Parmi ses publications figurent, Droit de regard, témoignage d’un messager du Congo-Brazzaville ; L’affaire des disparus du Beach de Brazzaville, mises au point pour l’histoire ; Comprendre les élections, petit traité électoral à l’usage du citoyen francophone ; La diplomatie civile et humanitaire, la dynamique genre et le règlement des conflits en Afrique ; Le consensualisme dans la Constitution congolaise du 25 octobre 2015 commentée article par article  et Le génocide en droit à l’épreuve du génocide de l’émotion.

À travers ces publications, le responsable politique se double d'un observateur de la société et des mutations de son environnement institutionnel.

LA JEUNESSE, UN FIL ROUGE

Il existe un autre marqueur constant dans sa trajectoire : la jeunesse. Avant même son entrée au gouvernement, Anatole Collinet Makosso s'investit dans des initiatives consacrées à son encadrement. Depuis 2008, il préside la Concertation pour l'Encadrement de la Jeunesse, avec des programmes portant notamment sur le civisme, le patriotisme, l'entrepreneuriat et l'initiative privée.

Lorsqu'il devient ministre de la Jeunesse et de l'Éducation civique en 2011, il retrouve donc une problématique qu'il travaille déjà depuis plusieurs années. Son expérience africaine s'élargit ensuite. De 2012 à 2014, il préside la Conférence des ministres de la Jeunesse de l'Union africaine. De 2014 à 2016, il prend la présidence du Comité technique spécialisé Jeunesse, Culture et Sport de l'Union africaine.

La jeunesse congolaise devient ainsi, dans son parcours, une préoccupation nationale mais aussi un sujet inscrit dans l'agenda continental.

L’ÉDUCATION COMME RETOUR AUX SOURCES

En août 2015, son portefeuille ministériel est élargi à l'enseignement primaire et secondaire, à l'alphabétisation, à la jeunesse et à l'éducation civique. En avril 2016, il devient ministre de l'Enseignement primaire, secondaire et de l'Alphabétisation.

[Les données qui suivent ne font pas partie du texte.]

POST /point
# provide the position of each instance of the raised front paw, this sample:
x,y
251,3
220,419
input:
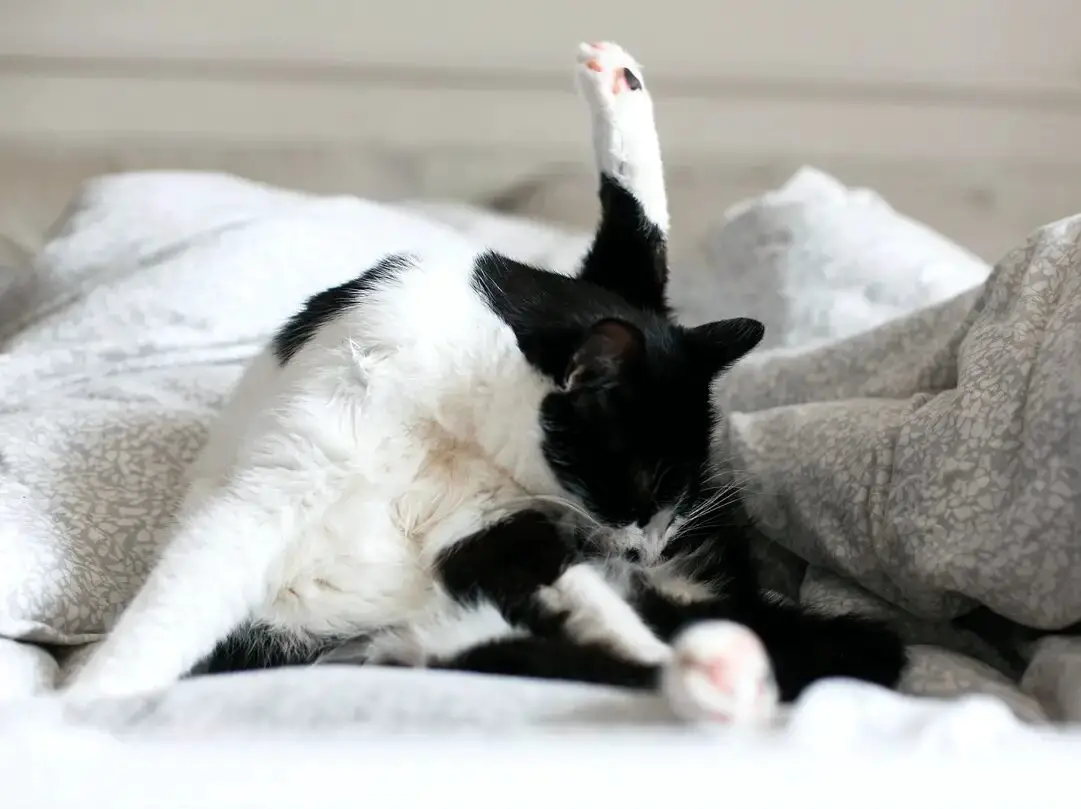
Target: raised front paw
x,y
720,673
605,70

C'est une forme de retour aux sources. L'ancien instituteur et professeur de lycée se retrouve désormais chargé de piloter, au niveau gouvernemental, un secteur dans lequel il avait commencé sa vie professionnelle. Le parcours dessine alors une boucle presque parfaite : de l'école à l'État, puis de l'État à la responsabilité de l'école.

DE L’EXPÉRIENCE À LA PRIMATURE

Lorsque Anatole Collinet Makosso accède à la fonction de Premier ministre en 2021, il arrive à la tête du gouvernement avec un parcours déjà long dans l'appareil d'État.

Magistrat de formation, universitaire, auteur, ancien conseiller à la Présidence de la République, ancien ministre de la Jeunesse, puis de l'Éducation, il dispose d'une expérience construite dans plusieurs compartiments de la vie publique.

La Primature devient ainsi le point de convergence de ces différentes expériences.

Le juriste y rencontre l'administrateur. L'universitaire y retrouve le politique. L'ancien enseignant y croise le gestionnaire des politiques publiques. Et l'auteur devient, à son tour, acteur des dossiers qu'il avait longtemps analysés dans ses livres et ses travaux.

L’HOMME AUX MULTIPLES VISAGES

Anatole Collinet Makosso est difficile à enfermer dans une seule étiquette professionnelle. Il a été enseignant avant d'être magistrat. Magistrat avant d'être conseiller. Conseiller avant d'être ministre. Ministre avant de devenir chef du gouvernement. Et, tout au long de ce parcours, il est resté universitaire et auteur. Cette pluralité constitue la singularité de son itinéraire. Son parcours raconte surtout une longue familiarité avec l'État congolais, ses institutions et ses transformations.

À la tête du gouvernement, il se trouve désormais au point où convergent les différentes étapes de cette trajectoire : le droit, l'éducation, la jeunesse, la diplomatie, la réflexion stratégique et la décision publique.

UN PARCOURS, UNE SIGNATURE

Au-delà des titres et des fonctions, la trajectoire d'Anatole Collinet Makosso se lit comme celle d'un professionnel de l'État ayant progressivement élargi son champ d'action ; enseigner, juger, conseiller, penser, administrer et gouverner.

Une trajectoire qui commence dans l'école, traverse les tribunaux, les universités, les institutions africaines et les cabinets de décision, pour aboutir à la Primature.

De la craie du professeur à la plume du juriste, du prétoire au Conseil des ministres ; Anatole Collinet Makosso aura traversé plusieurs visages de l'État congolais.